Entscheidend dafür ist die Einsicht, dass das Nichts, wenn überhaupt, nur "prozessual" oder
"prozedural" verstanden werden kann. Das Nichts ist kein Zustand der Leere, der
Abwesenheit oder Unbestimmtheit, sondern, so Henrich, der "Zielpunkt einer Tendenz". Oder
das Nichts ist eine "Potenz", eine "Kraft", die sich als "ein Geschehen des Zerfallens oder des
Zer-nichtens, der A-nihilation" realisiert. Das entspricht Überlegungen Heideggers (dessen
Metaphysikkritik Henrich kritisiert) und Adornos (den er weitgehend ignoriert); nach Henrich
imaginiert Robert Nozick das Nichts als "eine Art zernichtender Maschine": Das Nichts gibt
es nur als Nichten. Erst von dieser Überlegung Henrichs her lässt sich verstehen, weshalb sein
Nachdenken über das Nichts des Bezugs auf Becketts Dichtung bedarf - und was dieser
Bedarf in letzter Konsequenz für die Philosophie bedeutet. Henrich begreift "das Nichts" als
einen metaphysischen Gedanken, den wir im Vollzug unserer Selbstverständigung bilden.

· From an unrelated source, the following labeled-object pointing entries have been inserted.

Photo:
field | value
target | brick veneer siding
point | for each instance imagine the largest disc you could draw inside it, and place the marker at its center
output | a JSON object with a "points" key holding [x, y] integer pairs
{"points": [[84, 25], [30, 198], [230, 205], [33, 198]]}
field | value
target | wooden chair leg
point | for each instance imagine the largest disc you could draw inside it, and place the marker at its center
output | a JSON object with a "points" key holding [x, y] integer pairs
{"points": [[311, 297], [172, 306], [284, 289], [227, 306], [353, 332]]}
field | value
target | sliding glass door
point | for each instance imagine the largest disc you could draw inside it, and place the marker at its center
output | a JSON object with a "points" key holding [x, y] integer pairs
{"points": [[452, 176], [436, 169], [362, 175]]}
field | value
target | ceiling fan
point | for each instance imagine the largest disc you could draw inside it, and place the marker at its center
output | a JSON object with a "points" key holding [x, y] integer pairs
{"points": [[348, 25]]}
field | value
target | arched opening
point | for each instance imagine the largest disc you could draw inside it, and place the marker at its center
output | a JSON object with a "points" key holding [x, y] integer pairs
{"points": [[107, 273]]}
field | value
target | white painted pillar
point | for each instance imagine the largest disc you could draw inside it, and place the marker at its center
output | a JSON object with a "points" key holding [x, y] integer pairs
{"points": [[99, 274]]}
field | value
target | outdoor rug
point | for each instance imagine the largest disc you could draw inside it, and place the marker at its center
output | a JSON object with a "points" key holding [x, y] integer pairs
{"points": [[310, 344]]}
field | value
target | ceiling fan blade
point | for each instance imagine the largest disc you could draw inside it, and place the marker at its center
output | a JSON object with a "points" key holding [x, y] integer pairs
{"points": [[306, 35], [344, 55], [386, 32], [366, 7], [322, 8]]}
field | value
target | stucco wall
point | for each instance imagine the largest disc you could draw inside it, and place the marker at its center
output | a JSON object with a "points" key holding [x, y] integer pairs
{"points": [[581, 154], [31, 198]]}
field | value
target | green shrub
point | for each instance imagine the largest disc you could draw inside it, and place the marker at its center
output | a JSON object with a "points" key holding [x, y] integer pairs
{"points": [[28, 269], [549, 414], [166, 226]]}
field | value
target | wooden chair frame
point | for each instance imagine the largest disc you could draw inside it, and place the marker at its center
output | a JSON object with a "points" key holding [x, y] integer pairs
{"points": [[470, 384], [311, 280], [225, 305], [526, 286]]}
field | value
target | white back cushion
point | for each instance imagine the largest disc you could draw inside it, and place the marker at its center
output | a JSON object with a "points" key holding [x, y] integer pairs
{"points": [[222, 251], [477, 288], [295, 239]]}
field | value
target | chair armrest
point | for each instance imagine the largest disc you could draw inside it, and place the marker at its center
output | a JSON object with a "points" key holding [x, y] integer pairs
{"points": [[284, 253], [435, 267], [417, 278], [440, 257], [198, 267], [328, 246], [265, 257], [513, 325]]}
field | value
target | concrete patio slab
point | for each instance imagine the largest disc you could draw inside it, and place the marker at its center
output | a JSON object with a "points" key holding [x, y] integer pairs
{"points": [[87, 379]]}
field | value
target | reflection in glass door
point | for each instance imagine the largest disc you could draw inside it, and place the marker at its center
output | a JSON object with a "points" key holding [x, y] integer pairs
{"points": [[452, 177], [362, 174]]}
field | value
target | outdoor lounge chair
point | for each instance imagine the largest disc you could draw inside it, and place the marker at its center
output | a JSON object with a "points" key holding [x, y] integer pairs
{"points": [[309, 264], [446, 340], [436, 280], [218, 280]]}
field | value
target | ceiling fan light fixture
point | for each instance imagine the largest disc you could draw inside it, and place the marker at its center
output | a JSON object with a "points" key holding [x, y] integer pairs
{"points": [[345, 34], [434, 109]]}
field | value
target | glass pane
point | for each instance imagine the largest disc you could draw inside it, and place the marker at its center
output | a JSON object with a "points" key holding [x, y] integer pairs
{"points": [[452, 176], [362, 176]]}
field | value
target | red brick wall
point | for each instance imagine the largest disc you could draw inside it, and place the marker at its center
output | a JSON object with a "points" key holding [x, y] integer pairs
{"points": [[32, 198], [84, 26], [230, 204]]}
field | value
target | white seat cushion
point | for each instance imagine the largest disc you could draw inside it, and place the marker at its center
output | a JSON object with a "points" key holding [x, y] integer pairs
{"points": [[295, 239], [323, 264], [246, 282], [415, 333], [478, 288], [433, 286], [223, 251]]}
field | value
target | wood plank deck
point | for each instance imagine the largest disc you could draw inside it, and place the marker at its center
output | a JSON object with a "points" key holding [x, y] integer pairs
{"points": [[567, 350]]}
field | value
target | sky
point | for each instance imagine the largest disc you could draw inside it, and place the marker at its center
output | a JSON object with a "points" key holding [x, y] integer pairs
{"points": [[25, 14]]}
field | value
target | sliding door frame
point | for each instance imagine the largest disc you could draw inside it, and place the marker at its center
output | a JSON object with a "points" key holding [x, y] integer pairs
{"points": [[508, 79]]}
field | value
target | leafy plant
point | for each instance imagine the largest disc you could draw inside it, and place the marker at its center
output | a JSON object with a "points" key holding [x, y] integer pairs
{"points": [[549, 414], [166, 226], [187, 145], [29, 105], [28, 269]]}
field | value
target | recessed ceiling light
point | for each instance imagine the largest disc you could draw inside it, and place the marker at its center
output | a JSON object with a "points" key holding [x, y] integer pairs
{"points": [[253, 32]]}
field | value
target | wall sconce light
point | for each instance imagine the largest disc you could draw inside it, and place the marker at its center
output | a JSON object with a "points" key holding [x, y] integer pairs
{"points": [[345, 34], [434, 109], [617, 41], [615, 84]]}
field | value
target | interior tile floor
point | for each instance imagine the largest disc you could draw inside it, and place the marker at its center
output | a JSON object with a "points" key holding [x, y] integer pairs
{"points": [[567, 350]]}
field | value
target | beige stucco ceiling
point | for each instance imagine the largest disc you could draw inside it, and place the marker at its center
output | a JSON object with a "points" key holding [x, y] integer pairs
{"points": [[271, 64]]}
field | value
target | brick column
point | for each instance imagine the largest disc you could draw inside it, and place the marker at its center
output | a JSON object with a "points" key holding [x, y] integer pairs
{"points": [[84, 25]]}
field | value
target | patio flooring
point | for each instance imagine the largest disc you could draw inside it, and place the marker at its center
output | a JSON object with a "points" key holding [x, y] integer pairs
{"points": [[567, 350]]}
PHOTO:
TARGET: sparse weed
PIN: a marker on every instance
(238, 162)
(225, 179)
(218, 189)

Das
"Nichten" hingegen ist ein Prozess, den es nur im erfahrenden Vollzug gibt. Seine Erfahrung
ist ein Mitvollzug, der zugleich ein Nachvollzug ist - unentscheidbar zwischen objektivem
Geschehen und subjektiver Tat. Genau das aber ist die Grundbestimmung der dichterischen
Form, die den Prozess der Nichtung ebenso nachvollzieht wie hervorbringt: ihn ins Werk
setzt. Deshalb können wir diesen Prozess nur in der Dichtung oder durch die Dichtung
erfahren. Das Nichts prozessual zu verstehen heißt, es poetisch zu verstehen. Dann gilt aber
auch, dass das Nichts gar kein metaphysischer Gedanke, sondern der Prozess einer Erfahrung
ist, der wir im Lesen der Dichtung ausgesetzt sind. Dieser Erfahrung kann der philosophische
Gedanken nur nachfolgen.

Deshalb steht mit der prozessualen Bestimmung des Nichts das Vorhaben einer Metaphysik
der Moderne selbst in Frage. Wenn wir die Moderne mit Henrich dadurch bestimmen, dass
das Denken seine "Abschirmungen" gegen die Erfahrungen des Nichts durchbricht und sich
ihrer "Faszination" aussetzt, dann stürzt damit zuletzt auch die Metaphysik. Ihr Impuls, das
Hinausgehen über die begriffliche Bestimmung, kann sich nicht im Denken des Ganzen,
sondern nur im Vollzug, im Besonderen, verwirklichen.

CHRISTOPH MENKE

Dieter Henrich: "Sein oder Nichts". Erkundungen um Samuel Beckett und Hölderlin.

C. H. Beck Verlag, München 2016. 493 S., geb., 39,95 [Euro].